Ciclo de vida do produto cerâmico: por que a sustentabilidade começa na origem

No terceiro episódio da série especial da Semana do Meio Ambiente, o CCB mostra como ensaios e certificação atuam como ferramentas de controle ambiental desde a produção

Quando o assunto é impacto ambiental, a conversa tende a ir direto para o descarte. Para o resíduo gerado no fim da vida útil de um produto, para o destino do entulho, para o que sobra depois que a obra termina.

Mas o impacto ambiental de um produto começa muito antes disso. Começa na extração da matéria-prima, no consumo de energia durante a produção, no volume de refugo gerado dentro da fábrica, no transporte até a obra, na instalação e no comportamento do produto ao longo de décadas de uso.

É essa visão completa que os especialistas chamam de análise de ciclo de vida. E é com base nela que a placa cerâmica se destaca entre os materiais de revestimento disponíveis no mercado.

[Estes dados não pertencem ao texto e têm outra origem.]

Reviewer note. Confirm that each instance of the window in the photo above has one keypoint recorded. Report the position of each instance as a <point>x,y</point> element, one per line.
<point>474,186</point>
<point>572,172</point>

Por que a cerâmica tem um ciclo de vida ambientalmente favorável

A placa cerâmica é produzida a partir de matérias-primas naturais e amplamente disponíveis, como argila, feldspato e caulim. Seu processo de produção, embora energético, resulta em um material de altíssima durabilidade: uma placa cerâmica bem especificada e corretamente instalada pode durar décadas sem perder desempenho estético ou funcional.

Ao contrário de muitos outros materiais de revestimento, a cerâmica não degrada com o tempo, não libera compostos químicos durante o uso e mantém suas características técnicas em condições adversas de umidade, temperatura e exposição química. No fim da vida útil, pode ser reaproveitada como agregado ou insumo para outros processos.

Essa combinação de durabilidade, estabilidade e potencial de reaproveitamento coloca a cerâmica em uma posição privilegiada na análise de ciclo de vida dos materiais da construção civil.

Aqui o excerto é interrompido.